/Finnegan

Java word/text generator lib with mixable language themes

Primary LanguageJavaCreative Commons Zero v1.0 UniversalCC0-1.0

Finnegan

Java word/text generator with mixable language themes

Thaw! The last word in stolentelling!

James Joyce, Finnegan's Wake

bababadalgharaghtakamminarronnkonnbronntonnerronntuonnthunntrovarrhounawnskawntoohoohoordenenthurnuk!

James Joyce, Finnegan's Wake

Finnegan is a tiny library meant to generate gibberish text that imitates an existing language or style of word. It is one file in the public domain, and you are not meant to require dependency management to use it -- just copy it into your source tree and change the package!

Currently, there's several generators already usable with a simple API, and a somewhat more complicated API if you need to make one from scratch. Of particular note is the ability to easily combine existing generators into a pidgin language or hybrid of the two. You can also add accented vowels and/or consonants to an existing generator, or remove accented characters from any String. The predefined constants for generators are:

  • ENGLISH, which sometimes comes close to Dutch, but uses lots of uncommon English spellings like "-ought"
    • "Mont tiste frot; mousation hauddes?"
  • FRENCH, which uses accented characters too frequently for "real French", but does appear reasonably close
    • "Fa veau, ja ri avé re orçe jai braï aisté."
  • LOVECRAFT, which is meant to imitate things like the occult texts and names of Great Old Ones in H.P. Lovecraft's Cthulhu Mythos
    • "Zvrugg pialuk, ya'as irlemrugle'eith iposh hmo-es nyeighi, glikreirk shaivro'ei!"
  • GREEK_ROMANIZED, which imitates the Greek language but uses the Latin alphabet entirely; will generate the same sounds as GREEK_AUTHENTIC given the same seed
    • "Psuilas alor; aipeomarta le liaspa..."
  • GREEK_AUTHENTIC, which imitates the Greek language using the actual Greek alphabet; will generate the same sounds as GREEK_ROMANIZED given the same seed
    • "Ψυιλασ αλορ; αιπεομαρτα λε λιασπα..."
  • RUSSIAN_ROMANIZED, which imitates the Russian language but uses something like "Passport" romanization to the Latin alphabet; will generate the same sounds as RUSSIAN_AUTHENTIC given the same seed
    • "Zhydotuf ruts pitsas, gogutiar shyskuchebab - gichapofeglor giunuz ieskaziuzhin."
  • RUSSIAN_AUTHENTIC, which imitates the Russian language using the actual Cyrillic alphabet; will generate the same sounds as RUSSIAN_ROMANIZED given the same seed
    • "Жыдотуф руц пйцас, гогутяр шыскучэбаб - гйчапофёглор гюнуз ъсказюжин."
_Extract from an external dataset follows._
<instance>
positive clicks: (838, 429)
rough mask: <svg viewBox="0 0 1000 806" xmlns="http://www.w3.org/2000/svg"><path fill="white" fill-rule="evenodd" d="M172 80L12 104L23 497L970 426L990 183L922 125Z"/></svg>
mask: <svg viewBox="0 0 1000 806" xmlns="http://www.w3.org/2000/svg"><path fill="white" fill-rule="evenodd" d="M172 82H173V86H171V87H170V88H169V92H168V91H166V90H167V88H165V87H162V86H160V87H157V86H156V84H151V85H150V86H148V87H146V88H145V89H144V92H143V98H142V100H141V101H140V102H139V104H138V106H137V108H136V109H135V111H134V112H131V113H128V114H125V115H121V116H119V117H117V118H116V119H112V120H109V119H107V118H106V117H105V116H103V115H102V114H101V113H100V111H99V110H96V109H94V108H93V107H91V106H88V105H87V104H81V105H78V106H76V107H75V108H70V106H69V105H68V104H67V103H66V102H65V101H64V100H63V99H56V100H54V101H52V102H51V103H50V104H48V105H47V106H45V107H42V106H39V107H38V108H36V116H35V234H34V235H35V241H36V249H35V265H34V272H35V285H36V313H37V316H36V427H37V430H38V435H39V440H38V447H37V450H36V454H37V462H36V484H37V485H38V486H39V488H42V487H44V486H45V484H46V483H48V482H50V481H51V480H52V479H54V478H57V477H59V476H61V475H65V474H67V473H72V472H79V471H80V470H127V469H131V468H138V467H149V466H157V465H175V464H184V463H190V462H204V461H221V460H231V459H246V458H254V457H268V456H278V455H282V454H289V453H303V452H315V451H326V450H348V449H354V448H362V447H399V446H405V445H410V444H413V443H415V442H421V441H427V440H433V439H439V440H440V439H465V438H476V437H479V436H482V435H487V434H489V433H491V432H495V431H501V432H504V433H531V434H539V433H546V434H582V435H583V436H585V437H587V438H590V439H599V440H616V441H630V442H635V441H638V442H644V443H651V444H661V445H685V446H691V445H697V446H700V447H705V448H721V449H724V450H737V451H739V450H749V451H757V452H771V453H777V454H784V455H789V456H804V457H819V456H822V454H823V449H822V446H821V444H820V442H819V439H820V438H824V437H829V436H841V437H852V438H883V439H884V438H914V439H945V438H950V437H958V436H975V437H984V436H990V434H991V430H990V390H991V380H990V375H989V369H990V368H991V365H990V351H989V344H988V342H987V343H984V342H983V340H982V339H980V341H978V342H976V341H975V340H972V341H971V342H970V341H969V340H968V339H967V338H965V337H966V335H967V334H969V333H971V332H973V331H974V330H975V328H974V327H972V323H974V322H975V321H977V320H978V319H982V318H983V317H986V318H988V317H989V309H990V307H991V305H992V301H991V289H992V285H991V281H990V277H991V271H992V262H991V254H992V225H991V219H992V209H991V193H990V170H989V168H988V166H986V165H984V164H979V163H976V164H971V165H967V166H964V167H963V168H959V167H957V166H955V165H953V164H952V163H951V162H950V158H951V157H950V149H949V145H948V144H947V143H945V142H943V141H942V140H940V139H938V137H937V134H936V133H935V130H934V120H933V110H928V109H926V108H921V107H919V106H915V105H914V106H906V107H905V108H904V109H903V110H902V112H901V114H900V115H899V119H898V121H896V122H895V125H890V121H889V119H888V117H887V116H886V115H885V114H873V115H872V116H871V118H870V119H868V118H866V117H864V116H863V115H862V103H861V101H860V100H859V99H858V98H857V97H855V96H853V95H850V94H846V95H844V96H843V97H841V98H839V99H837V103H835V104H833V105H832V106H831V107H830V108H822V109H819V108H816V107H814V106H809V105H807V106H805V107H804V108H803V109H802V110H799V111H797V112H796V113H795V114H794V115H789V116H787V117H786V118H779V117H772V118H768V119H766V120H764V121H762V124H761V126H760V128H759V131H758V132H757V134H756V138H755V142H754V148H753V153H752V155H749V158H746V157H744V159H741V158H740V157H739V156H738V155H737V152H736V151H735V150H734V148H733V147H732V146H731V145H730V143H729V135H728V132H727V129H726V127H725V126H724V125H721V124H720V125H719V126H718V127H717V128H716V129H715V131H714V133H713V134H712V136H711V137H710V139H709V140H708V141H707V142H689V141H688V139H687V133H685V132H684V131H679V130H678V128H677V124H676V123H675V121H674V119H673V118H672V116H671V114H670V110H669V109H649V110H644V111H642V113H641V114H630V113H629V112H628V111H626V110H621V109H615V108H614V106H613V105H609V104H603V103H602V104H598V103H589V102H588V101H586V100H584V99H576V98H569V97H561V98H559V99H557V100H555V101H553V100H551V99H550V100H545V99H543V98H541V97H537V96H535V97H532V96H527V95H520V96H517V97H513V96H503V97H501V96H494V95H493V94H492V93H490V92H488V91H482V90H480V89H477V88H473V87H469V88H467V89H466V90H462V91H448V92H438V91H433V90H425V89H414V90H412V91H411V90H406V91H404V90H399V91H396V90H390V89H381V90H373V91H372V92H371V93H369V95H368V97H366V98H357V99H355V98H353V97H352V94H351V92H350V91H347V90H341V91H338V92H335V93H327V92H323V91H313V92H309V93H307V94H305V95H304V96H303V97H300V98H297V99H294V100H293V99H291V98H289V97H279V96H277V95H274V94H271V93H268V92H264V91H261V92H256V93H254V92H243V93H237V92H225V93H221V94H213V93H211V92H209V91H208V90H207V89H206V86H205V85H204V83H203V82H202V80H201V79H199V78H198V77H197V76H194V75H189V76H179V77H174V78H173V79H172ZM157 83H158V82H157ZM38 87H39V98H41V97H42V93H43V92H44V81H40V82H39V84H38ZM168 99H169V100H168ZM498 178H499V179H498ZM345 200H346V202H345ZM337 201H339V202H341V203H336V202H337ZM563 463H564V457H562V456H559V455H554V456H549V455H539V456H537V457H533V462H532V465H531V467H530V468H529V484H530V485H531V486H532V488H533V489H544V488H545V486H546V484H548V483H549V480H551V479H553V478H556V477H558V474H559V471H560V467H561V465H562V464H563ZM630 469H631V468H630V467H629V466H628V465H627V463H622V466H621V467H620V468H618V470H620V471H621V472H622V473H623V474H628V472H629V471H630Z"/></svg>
You can mix two generators using the mix() method:

Finnegan newGenerator = Finnegan.RUSSIAN_ROMANIZED.mix(Finnegan.ENGLISH, 0.35);
// args are the other Finnegan and the portion of it to use

This produces a generator that is roughly 1/3 English-style and roughly 2/3 romanized Russian-style. Example text: "Ulyailsiamets, sazieskod eskatite aforyll giugleshynkor tieldodka thren - drat, kydoy."

You can make a generator that uses no accented characters start using them using the addAccents() method:

Finnegan newGenerator = Finnegan.ENGLISH.addAccents(0.5, 0.15);
// args are the fraction of vowels to add accents to, then consonants

This produces a generator that looks like english but with roughly 50% of vowels with accents and 15% of consonants having some addition. Example text: "Filısm busæzzåtē thőy iornaifĭwıff; pĭbbarmî, frārrös knǻmîly..."

To remove accents from a String that may contain accents (if you are displaying it in a font that may only support ASCII, for example), then you can use removeAccents(), which I should credit to hashable, to strip most accents from the String and replace "á" with "a", for example.

You can use a generator with the word() or sentence() methods:

Finnegan fin = Finnegan.ENGLISH;
System.out.println(fin.word(0xbababadal, false)); // seed for RNG, false for no capitalizing
// this prints:
// issisate
fin.sentence(0xbababadal, 5, 10, new String[]{",", ",", ",", ";"},
    new String[]{".", ".", ".", "!", "?", "..."}, 0.17)
// the args for that are the seed, minimum words, maximum words, the possible separators after words,
// the possible ends to the sentence, and the fractional chance of a word having a separator appended.
// this prints:
// Issisate treid nalyor preasici tretchy.

You can and often should omit the seed argument. Using the same seed for the same sentence() call will result in the same sentence, and a dozen identical sentences are usually not the goal. If you omit the seed, the internal seed will change with every call, changing the generated words and sentences; you can get the seed with getSeed() or even set it with setSeed().